The Protestant state determined every aspect of our daily lives. Everything was shut down on Sundays for example. It was the Sabbath and we were all supposed to stay home and read the bible. When I was about ten years old, my parents took me and my younger brother to visit relatives in Belfast. They lived on the Ravenshill road opposite a large park. It was a Sunday afternoon and bored by the adult conversation, we decided to go out to play. However, when we got to the park gates we found to our confusion and disappointment, that they had large chains and a padlock on them. You were not allowed to enjoy yourself on Sunday. Of course, Catholic/nationalists played Gaelic games on Sundays and made their own enjoyment despite all shops and public houses being closed.
That was the nature of the Northern Ireland that I was born into. A place that was created with an artificial Protestant/unionist majority. Where the electoral system was rigged to maintain Protestant/unionist rule. All state schools were Protestant only and so the Catholic church set up its own schools and so from day one, schools were segregated according to religion.
Even up to the present day, over ninety percent of schools in the six counties remain segregated. In addition to the armed RUC, there was an ‘Orange’ militia, the ’B’ specials armed with rifles and sten guns. I was stopped by these men when riding my bicycle along the road as a child. They asked me my name, where I was going to and coming from. As well as all this, there was also a garrison of British army troops stationed there from the formation of the state.

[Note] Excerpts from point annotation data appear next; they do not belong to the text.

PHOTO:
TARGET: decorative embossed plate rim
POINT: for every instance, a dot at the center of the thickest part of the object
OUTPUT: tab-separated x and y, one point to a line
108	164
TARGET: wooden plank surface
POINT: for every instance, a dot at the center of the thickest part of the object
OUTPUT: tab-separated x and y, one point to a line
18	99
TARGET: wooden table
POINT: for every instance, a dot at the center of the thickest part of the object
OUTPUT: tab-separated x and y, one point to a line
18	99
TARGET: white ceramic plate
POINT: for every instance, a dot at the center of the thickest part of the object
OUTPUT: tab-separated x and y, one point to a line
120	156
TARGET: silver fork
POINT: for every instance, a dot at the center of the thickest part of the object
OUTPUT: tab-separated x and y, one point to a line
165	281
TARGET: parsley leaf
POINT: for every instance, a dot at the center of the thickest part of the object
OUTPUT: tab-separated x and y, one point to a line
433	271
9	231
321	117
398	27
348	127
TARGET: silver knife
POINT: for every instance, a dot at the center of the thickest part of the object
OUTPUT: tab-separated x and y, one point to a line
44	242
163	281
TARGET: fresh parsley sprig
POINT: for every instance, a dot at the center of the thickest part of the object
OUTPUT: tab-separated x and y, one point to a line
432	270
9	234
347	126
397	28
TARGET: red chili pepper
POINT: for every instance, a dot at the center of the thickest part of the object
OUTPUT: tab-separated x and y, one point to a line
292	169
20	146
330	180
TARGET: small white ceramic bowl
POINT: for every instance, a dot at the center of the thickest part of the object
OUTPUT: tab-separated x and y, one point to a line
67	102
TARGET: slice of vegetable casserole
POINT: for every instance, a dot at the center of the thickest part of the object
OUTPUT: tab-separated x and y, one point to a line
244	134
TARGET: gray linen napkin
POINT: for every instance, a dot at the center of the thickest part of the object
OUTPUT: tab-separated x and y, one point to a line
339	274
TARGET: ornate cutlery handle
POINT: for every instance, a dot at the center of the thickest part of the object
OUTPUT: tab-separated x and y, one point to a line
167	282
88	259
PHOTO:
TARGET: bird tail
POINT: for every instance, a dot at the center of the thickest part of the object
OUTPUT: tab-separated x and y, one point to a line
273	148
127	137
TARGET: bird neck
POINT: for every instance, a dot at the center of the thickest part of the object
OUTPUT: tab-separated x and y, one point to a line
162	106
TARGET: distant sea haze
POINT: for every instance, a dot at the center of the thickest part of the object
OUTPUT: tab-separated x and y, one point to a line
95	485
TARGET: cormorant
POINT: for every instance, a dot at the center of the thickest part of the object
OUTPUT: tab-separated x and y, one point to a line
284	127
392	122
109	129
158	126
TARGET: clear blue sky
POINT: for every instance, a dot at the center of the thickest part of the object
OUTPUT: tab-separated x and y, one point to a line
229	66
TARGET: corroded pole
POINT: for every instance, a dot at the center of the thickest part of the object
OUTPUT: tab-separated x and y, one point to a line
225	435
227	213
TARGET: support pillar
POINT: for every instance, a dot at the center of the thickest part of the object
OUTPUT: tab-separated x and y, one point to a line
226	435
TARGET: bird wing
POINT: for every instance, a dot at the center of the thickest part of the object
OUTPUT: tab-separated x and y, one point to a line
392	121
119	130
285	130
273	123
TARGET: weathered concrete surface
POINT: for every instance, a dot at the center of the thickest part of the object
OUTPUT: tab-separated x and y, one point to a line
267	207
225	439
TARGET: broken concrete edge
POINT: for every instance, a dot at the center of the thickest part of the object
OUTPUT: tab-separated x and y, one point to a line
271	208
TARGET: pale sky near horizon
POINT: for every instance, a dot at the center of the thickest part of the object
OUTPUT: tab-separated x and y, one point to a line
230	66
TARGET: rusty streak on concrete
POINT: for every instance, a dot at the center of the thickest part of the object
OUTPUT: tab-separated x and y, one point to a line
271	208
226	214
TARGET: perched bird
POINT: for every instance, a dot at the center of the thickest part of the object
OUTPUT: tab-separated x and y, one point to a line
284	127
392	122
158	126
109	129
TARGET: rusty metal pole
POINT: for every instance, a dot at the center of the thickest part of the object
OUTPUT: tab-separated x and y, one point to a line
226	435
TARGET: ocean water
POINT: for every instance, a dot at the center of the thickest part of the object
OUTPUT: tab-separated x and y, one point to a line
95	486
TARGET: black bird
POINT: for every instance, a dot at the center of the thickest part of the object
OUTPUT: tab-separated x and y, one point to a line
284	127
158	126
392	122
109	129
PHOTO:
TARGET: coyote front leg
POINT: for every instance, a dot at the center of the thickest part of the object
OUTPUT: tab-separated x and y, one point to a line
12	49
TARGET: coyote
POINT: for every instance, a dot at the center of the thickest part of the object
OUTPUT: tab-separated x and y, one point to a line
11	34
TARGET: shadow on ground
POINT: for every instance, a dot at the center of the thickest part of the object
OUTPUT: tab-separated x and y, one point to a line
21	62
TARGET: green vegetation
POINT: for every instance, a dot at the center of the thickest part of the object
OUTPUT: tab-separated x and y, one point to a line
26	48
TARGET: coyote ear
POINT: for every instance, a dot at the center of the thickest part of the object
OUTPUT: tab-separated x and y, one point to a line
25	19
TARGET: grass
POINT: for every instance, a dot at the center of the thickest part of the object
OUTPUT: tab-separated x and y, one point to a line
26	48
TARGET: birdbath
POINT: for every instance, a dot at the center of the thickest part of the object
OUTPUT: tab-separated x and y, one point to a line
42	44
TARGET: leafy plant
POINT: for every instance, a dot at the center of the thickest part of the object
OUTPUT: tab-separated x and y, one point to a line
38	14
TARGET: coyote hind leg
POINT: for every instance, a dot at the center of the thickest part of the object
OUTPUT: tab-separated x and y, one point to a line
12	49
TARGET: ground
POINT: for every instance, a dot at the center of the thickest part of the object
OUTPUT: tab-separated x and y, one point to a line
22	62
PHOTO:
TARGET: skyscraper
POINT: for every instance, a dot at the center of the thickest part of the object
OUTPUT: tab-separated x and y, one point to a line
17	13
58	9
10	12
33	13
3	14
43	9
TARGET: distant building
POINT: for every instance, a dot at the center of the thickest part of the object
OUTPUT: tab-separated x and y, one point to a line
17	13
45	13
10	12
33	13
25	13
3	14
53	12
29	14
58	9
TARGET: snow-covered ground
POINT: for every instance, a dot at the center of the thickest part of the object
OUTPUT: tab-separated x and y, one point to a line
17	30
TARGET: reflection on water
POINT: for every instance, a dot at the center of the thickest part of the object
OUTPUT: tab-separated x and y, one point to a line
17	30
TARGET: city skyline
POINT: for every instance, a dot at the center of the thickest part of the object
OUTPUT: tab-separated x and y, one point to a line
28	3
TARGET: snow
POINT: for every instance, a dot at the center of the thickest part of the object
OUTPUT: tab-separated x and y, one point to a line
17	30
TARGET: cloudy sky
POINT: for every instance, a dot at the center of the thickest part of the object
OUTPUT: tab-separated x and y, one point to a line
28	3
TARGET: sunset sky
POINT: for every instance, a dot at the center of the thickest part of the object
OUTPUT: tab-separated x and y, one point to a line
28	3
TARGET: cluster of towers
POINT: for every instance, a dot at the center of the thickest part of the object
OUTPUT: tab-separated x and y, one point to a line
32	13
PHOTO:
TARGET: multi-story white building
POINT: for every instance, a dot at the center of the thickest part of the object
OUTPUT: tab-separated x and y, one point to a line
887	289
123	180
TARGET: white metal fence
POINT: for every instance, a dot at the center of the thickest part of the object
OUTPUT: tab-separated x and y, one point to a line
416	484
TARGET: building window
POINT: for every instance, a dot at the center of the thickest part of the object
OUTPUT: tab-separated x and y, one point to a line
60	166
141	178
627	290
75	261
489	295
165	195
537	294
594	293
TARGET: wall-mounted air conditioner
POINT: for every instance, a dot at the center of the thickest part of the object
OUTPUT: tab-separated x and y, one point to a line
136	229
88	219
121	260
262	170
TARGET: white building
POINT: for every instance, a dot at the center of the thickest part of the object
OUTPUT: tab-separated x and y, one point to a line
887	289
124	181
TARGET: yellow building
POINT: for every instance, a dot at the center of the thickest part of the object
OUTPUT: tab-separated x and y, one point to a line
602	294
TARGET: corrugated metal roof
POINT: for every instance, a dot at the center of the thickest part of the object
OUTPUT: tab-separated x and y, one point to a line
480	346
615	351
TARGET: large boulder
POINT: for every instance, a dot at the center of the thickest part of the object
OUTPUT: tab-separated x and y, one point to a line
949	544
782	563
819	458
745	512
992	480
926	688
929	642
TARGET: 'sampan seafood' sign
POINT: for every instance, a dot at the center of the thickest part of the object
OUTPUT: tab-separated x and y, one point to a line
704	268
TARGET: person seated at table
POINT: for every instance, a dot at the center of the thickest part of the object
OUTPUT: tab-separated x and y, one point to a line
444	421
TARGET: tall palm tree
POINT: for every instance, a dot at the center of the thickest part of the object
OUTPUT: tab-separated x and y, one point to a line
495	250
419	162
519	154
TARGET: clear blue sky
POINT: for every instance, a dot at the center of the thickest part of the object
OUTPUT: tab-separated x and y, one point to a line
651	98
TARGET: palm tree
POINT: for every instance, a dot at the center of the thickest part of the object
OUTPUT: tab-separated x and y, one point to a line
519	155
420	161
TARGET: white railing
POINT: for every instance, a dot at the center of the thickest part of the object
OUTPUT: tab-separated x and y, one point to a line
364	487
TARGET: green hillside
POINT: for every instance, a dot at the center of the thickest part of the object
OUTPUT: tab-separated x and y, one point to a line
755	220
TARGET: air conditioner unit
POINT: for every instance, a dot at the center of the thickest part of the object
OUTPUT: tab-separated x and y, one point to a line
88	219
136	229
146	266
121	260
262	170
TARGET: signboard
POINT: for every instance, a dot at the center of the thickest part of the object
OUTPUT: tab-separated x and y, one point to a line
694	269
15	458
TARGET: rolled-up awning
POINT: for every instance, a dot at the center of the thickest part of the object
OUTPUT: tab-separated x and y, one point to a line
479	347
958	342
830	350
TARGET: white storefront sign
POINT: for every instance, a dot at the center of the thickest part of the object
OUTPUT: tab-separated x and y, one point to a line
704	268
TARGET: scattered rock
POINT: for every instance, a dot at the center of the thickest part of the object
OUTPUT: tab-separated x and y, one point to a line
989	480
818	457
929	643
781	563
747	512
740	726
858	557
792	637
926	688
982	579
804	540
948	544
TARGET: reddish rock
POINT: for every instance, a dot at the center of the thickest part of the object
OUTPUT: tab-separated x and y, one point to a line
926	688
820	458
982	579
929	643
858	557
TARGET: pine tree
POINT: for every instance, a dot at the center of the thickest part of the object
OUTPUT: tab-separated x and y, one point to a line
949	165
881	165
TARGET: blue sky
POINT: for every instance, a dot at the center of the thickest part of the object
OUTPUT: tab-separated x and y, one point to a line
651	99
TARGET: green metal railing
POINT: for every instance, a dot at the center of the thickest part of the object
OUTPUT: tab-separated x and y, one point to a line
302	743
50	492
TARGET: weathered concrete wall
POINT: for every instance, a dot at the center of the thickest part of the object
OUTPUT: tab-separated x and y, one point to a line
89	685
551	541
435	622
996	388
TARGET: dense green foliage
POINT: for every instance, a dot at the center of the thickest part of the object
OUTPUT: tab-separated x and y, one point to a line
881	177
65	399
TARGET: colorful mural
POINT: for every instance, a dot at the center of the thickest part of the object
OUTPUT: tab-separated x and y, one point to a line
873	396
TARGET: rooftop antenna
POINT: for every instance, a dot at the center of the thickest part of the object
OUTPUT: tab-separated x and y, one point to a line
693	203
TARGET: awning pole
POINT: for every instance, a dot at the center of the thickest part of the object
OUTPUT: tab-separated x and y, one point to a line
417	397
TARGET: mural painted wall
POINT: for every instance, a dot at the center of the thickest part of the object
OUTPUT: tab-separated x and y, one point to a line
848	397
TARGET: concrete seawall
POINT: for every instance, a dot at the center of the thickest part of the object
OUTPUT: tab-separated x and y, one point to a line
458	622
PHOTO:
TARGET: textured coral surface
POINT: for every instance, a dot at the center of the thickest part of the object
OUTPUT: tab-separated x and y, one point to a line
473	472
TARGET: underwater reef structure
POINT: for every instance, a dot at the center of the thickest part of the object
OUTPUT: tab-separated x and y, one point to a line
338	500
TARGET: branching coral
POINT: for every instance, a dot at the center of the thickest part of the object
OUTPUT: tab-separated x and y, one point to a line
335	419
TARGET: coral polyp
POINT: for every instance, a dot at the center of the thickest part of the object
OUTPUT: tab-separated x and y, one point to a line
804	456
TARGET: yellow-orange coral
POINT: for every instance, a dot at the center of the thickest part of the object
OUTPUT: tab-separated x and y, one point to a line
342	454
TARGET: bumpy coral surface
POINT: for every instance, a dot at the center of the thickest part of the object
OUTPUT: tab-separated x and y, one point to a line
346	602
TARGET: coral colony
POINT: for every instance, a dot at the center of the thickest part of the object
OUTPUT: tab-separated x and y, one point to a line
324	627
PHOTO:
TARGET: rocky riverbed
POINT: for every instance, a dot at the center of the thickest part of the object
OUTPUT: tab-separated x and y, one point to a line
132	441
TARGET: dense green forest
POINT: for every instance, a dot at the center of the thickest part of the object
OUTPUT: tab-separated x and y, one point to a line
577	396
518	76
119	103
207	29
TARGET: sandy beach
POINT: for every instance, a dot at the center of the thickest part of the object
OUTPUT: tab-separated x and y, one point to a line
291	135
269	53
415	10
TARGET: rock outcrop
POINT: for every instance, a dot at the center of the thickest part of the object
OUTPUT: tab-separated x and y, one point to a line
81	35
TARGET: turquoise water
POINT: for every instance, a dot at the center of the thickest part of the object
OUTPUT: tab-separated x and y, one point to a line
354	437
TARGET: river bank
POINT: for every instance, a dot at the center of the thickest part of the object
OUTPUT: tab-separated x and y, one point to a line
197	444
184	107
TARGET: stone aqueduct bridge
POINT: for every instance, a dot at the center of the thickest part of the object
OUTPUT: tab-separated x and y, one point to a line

In the 1950’s and 60’s, unemployment was extremely high across the province. In some places it was almost forty percent. Most of the jobs were in shirt and carpet factories that employed mostly women. Generations of men never worked, they raised the kids and kept house while their wives went out to work. Poverty and discrimination were rife and most young people left for foreign parts as soon as they were able.
Like many others before me, I took the boat for England in 1966 just before the trouble started. I began work as a nurse in the NHS and only ever went back home for holidays. I was always astonished at the lack of knowledge of many British people about Ireland. I discovered that most people in Britain had no idea about Irish geography or politics, they would ask me where I was from and when I said County Down, they would say “Is that north or south”? People would ask me what was going on ‘over there’ and when I tried to explain it to them, they would get upset. I was also puzzled when they would say, “two things you shouldn’t talk about in pubs, are politics and religion”. Where else does the working man and woman gather to discuss those things? They were in fact self-censoring, agreeing to never talk about them at all, hence the level of ignorance.
This book is an attempt to give the general reader a picture of the history of Ireland and Britain that has led us to the current position and hopefully makes the argument that Britain has no right to remain in any part of Ireland.
The tactics Britain used to keep control over Ireland were always unacceptable. The running of death squads during the 1970’s is now well established and in the modern world the Irish people have the right to have the country reunited and take its rightful place among the nations of the world.